By Bishop Joseph Kopacz
The Roman Catholic Church has been singing the “O” Antiphons since at least the eighth century. They are the antiphons that accompany the Magnificat canticle of Evening Prayer from December 17-23. They are also incorporated at the opening Antiphons for the daily Mass from December 17 through December 23. They are a magnificent theology that uses ancient biblical imagery drawn from the messianic hopes of the Old Testament to proclaim the coming Christ as the fulfillment not only of Old Testament hopes, but present ones as well. Their repeated use of the imperative “Come!” embodies the longing of all for the Divine Messiah. With joyful hope in the coming of our Lord and Savior, Jesus Christ, they take us to the pinnacle of the Advent season in anticipation of Christmas Eve and the fulfillment of all Old Testament prophesy and promise in the Incarnation.
December 17
O Wisdom of our God Most High,
guiding creation with power and love:
come to teach us the path of knowledge!
December 18
O Leader of the House of Israel,
giver of the Law to Moses on Sinai:
come to rescue us with your mighty power!
December 19
O Root of Jesse’s stem,
sign of God’s love for all his people:
come to save us without delay!
December 20
O Key of David,
opening the gates of God’s eternal Kingdom:
come and free the prisoners of darkness!
December 21
O Radiant Dawn,
splendor of eternal light, sun of justice:
come and shine on those who dwell in darkness and in the shadow of death.
December 22
O King of all nations and keystone of the Church:
come and save mankind, whom you formed from the dust!
December 23
O Emmanuel, our King and Giver of Law:
come to save us, Lord our God!

We are most aware of their inspiration in the beloved Advent hymn, “O Come, O Come, Emmanuel.” Often the hymns we sing instruct us in the faith with exactly this level of magnificent theology and biblical imagery.
O Come, O Come, Emmanuel
Verse 1
O come, O come, Emmanuel, and ransom captive Israel.
That mourns in lonely exile here until the Son of God appear.
Verse 2
O Come O Wisdom from on high, who orders all things mightily.
To us the path of knowledge show, and teach us in her ways to go.
Verse 3
O Come, O Come Great Lord of might, who to your tribes on Sinai’s height.
In ancient times once gave the Law in cloud and majesty and awe.
Verse 4
O Come O Rod of Jesse’s stem, from every foe deliver them.
That trust your mighty power to save and give them victory over the grave.
Verse 5
O Come, O Key of David, Come, and open wide our heavenly home.
Make safe the way that leads on high and close the path to misery.
Verse 6
O Come, O Dayspring from on high, and cheer us by your drawing nigh.
Disperse the gloomy clouds of night and death’s dark shadow put to flight.
Verse 7
O Come, Desire of nations, bind in one the hearts of humankind.
O bid our sad divisions cease, and be for us our King of Peace

Rejoice!

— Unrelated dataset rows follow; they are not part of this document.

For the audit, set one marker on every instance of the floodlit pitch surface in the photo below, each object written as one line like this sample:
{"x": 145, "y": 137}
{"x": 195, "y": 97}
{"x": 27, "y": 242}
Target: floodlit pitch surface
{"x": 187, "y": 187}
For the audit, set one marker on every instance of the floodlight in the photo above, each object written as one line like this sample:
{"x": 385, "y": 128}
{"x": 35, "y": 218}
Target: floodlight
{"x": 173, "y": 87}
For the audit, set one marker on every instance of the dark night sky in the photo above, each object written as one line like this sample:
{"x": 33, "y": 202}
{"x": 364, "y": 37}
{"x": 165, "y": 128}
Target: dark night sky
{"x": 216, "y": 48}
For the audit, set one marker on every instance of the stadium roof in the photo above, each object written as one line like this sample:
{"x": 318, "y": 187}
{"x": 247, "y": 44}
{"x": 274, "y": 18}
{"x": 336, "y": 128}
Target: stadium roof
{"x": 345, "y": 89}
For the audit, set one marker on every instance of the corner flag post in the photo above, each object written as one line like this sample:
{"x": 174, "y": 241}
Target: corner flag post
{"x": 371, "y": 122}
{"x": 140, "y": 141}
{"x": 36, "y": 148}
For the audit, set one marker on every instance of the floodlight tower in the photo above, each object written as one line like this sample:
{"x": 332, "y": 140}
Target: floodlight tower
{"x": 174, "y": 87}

Rejoice! Emmanuel Shall come to you, O Israel.
Rejoice! Rejoice! Emmanuel Shall come to you, O Israel.
Through the prayerful proclamation of the “O” Antiphons at Mass, or their recitation during the Evening Prayer of the Church, or their use as a personal prayer, or through the singing of O Come O Come Emmanuel in Church, or at home, or through the quiet humming as we go about our Christmas preparations, know that we are praying with the Church throughout the world.

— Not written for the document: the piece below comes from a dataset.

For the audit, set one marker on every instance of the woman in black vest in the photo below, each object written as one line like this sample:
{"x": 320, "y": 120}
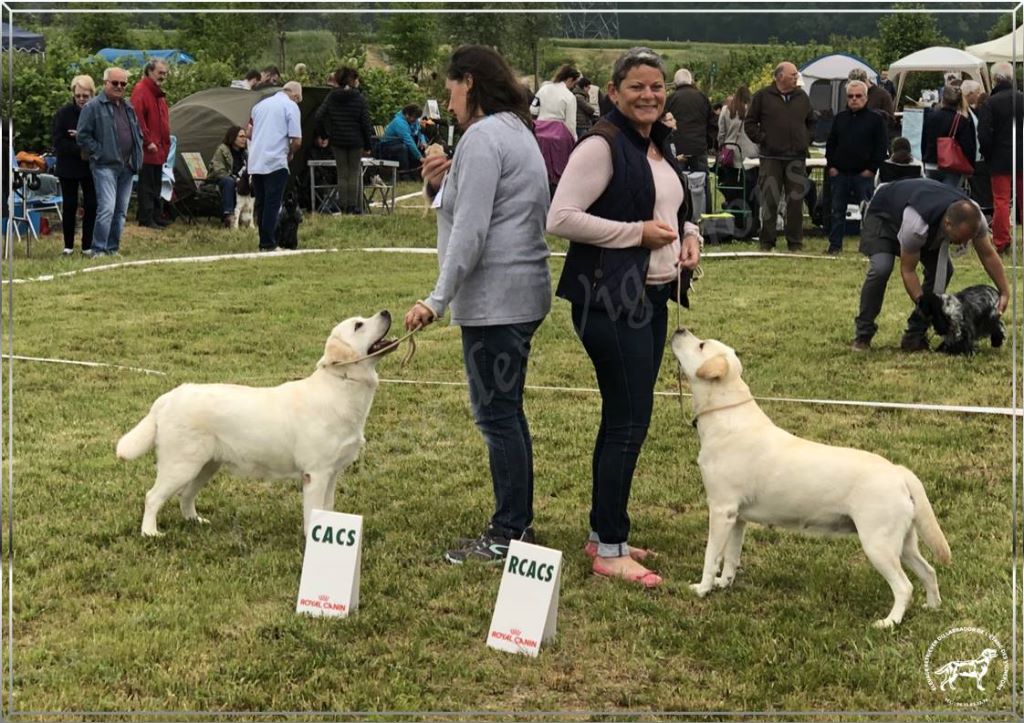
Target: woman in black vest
{"x": 622, "y": 205}
{"x": 72, "y": 170}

We are the faithful ones who hold are torches aloft, the wise who still seek him, and the angels who proclaim his birth. Indeed, the Light shines in the darkness, and the darkness has not overcome it. There is much in our contemporary world that obscures the light of faith, or strains mightily to extinguish it, but Emmanuel, God with us, until the end of time is the Lord’s personal promise that prevails. May our spiritual journey and preparation not fade or grow dim as we prepare in the knowledge of faith and hope in the coming Messiah.